# A little toy I made today



## BassBoss (Mar 5, 2011)

Was finally inspired to get back at those Lexan Vibes we brought up a while back. I decided to go for something with little-to-no vibration for jigging at Deer Creek since I'm going Sunday. Here's what came of it, about 2 inches long, I matted it down because I'm thinking there shouldn't be the need for that much flash,









I know it's not too clean, but i've made others and they get the job done. If anyone has any questions about em lemme know.


----------



## All Eyes (Jul 28, 2004)

That looks really cool! Let us know how it does.


----------



## canoe carp killer (Apr 2, 2014)

Very cool, but why little or now vibe?


----------



## heron153 (Apr 30, 2008)

is there a picture attached? Maybe my browser is blocking it...I don't even see a red x in a box, tho...


----------



## TIGGER (Jan 17, 2006)

Looks good!


----------



## trapperjon (Mar 11, 2008)

Hey Stephen. Yes there's a pic, I'm seeing it on my phone,


----------



## heron153 (Apr 30, 2008)

Now that I am home I can see it.
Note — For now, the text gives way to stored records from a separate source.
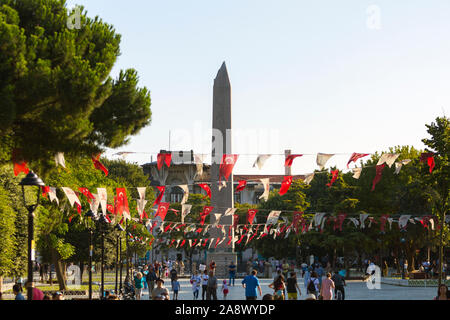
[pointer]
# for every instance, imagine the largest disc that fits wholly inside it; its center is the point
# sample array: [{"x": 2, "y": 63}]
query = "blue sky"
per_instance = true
[{"x": 310, "y": 76}]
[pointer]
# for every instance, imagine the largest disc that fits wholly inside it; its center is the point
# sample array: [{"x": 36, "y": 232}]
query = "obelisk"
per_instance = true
[{"x": 223, "y": 199}]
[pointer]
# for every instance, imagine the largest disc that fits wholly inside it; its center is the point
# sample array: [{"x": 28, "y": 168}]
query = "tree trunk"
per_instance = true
[
  {"x": 59, "y": 270},
  {"x": 81, "y": 272}
]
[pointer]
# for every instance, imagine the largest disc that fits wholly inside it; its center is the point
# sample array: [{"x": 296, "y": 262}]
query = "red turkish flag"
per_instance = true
[
  {"x": 334, "y": 176},
  {"x": 379, "y": 170},
  {"x": 285, "y": 185},
  {"x": 98, "y": 165},
  {"x": 78, "y": 208},
  {"x": 164, "y": 158},
  {"x": 162, "y": 210},
  {"x": 383, "y": 220},
  {"x": 226, "y": 167},
  {"x": 161, "y": 189},
  {"x": 122, "y": 201},
  {"x": 87, "y": 193},
  {"x": 206, "y": 211},
  {"x": 290, "y": 158},
  {"x": 45, "y": 191},
  {"x": 19, "y": 164},
  {"x": 251, "y": 213},
  {"x": 235, "y": 221},
  {"x": 298, "y": 216},
  {"x": 241, "y": 186},
  {"x": 429, "y": 159},
  {"x": 217, "y": 242},
  {"x": 355, "y": 156},
  {"x": 339, "y": 221},
  {"x": 205, "y": 187}
]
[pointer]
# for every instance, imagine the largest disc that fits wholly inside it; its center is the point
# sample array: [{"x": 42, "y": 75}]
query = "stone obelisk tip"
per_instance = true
[{"x": 222, "y": 78}]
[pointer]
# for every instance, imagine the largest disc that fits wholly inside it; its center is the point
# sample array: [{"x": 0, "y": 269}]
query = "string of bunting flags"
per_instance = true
[{"x": 121, "y": 209}]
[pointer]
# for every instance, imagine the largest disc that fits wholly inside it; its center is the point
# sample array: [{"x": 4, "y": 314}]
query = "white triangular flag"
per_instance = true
[
  {"x": 52, "y": 195},
  {"x": 356, "y": 172},
  {"x": 71, "y": 196},
  {"x": 362, "y": 218},
  {"x": 318, "y": 218},
  {"x": 59, "y": 159},
  {"x": 266, "y": 185},
  {"x": 141, "y": 192},
  {"x": 308, "y": 178},
  {"x": 273, "y": 217},
  {"x": 403, "y": 220},
  {"x": 261, "y": 160},
  {"x": 185, "y": 210},
  {"x": 185, "y": 189},
  {"x": 221, "y": 185},
  {"x": 322, "y": 159},
  {"x": 103, "y": 198},
  {"x": 199, "y": 163},
  {"x": 229, "y": 212},
  {"x": 388, "y": 158},
  {"x": 95, "y": 203},
  {"x": 398, "y": 165},
  {"x": 355, "y": 221}
]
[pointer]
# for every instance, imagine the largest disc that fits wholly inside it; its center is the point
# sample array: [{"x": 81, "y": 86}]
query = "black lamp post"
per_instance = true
[
  {"x": 31, "y": 180},
  {"x": 118, "y": 228},
  {"x": 91, "y": 215},
  {"x": 103, "y": 222}
]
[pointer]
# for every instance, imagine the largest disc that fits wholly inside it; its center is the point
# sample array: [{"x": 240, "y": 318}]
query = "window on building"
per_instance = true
[{"x": 237, "y": 197}]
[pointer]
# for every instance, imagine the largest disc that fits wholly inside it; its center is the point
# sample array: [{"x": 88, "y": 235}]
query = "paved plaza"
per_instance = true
[{"x": 355, "y": 290}]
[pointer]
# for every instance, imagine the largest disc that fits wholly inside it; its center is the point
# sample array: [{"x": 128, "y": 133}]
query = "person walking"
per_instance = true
[
  {"x": 160, "y": 292},
  {"x": 313, "y": 284},
  {"x": 279, "y": 288},
  {"x": 195, "y": 282},
  {"x": 138, "y": 285},
  {"x": 250, "y": 283},
  {"x": 231, "y": 272},
  {"x": 292, "y": 287},
  {"x": 224, "y": 289},
  {"x": 205, "y": 278},
  {"x": 327, "y": 288},
  {"x": 339, "y": 283},
  {"x": 175, "y": 288},
  {"x": 150, "y": 279},
  {"x": 211, "y": 287},
  {"x": 17, "y": 290}
]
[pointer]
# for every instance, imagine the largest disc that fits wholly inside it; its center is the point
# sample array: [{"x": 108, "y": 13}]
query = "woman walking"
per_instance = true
[{"x": 327, "y": 288}]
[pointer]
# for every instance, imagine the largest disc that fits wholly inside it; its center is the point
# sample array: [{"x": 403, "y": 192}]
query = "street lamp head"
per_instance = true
[
  {"x": 89, "y": 214},
  {"x": 119, "y": 228},
  {"x": 31, "y": 179}
]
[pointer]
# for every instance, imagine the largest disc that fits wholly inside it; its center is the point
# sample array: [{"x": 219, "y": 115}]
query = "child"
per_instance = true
[
  {"x": 224, "y": 289},
  {"x": 175, "y": 288}
]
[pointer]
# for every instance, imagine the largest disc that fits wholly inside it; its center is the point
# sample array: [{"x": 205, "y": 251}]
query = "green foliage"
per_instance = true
[{"x": 56, "y": 92}]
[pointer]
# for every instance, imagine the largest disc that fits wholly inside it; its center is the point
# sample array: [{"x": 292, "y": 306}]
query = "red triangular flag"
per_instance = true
[
  {"x": 355, "y": 156},
  {"x": 251, "y": 213},
  {"x": 98, "y": 165},
  {"x": 334, "y": 176},
  {"x": 205, "y": 187},
  {"x": 226, "y": 167},
  {"x": 429, "y": 159},
  {"x": 241, "y": 186},
  {"x": 285, "y": 185},
  {"x": 161, "y": 189},
  {"x": 162, "y": 210},
  {"x": 379, "y": 170},
  {"x": 290, "y": 158}
]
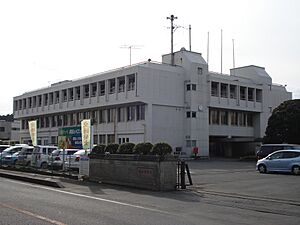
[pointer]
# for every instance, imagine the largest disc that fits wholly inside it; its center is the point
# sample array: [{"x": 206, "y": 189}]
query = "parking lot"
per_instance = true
[{"x": 241, "y": 178}]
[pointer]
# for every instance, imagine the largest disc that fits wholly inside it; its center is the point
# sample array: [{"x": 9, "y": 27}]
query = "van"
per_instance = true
[
  {"x": 40, "y": 154},
  {"x": 267, "y": 149},
  {"x": 24, "y": 157}
]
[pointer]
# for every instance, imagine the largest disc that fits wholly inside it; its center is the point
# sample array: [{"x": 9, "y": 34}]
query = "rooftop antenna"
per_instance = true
[
  {"x": 130, "y": 47},
  {"x": 207, "y": 58},
  {"x": 221, "y": 51},
  {"x": 172, "y": 18},
  {"x": 233, "y": 58},
  {"x": 190, "y": 37}
]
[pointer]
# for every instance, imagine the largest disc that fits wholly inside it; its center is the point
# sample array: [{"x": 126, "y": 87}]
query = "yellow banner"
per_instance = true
[
  {"x": 33, "y": 131},
  {"x": 86, "y": 134}
]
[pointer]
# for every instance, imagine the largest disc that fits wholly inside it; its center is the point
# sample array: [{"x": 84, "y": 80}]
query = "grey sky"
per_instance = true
[{"x": 43, "y": 42}]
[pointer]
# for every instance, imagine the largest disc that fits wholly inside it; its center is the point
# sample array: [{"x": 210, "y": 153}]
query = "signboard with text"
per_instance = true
[{"x": 70, "y": 137}]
Did you sell some of these over facebook through a popular bait selling page? I bought some off another user earlier this year. Very nice!


----------



## BRB (Jan 29, 2011)

..................


----------



## heron153 (Apr 30, 2008)

BRB said:


> ..................


padding the post count for the marketplace? I got two notifications of posts to threads I am watching and all I see is dots. What's up with that?


----------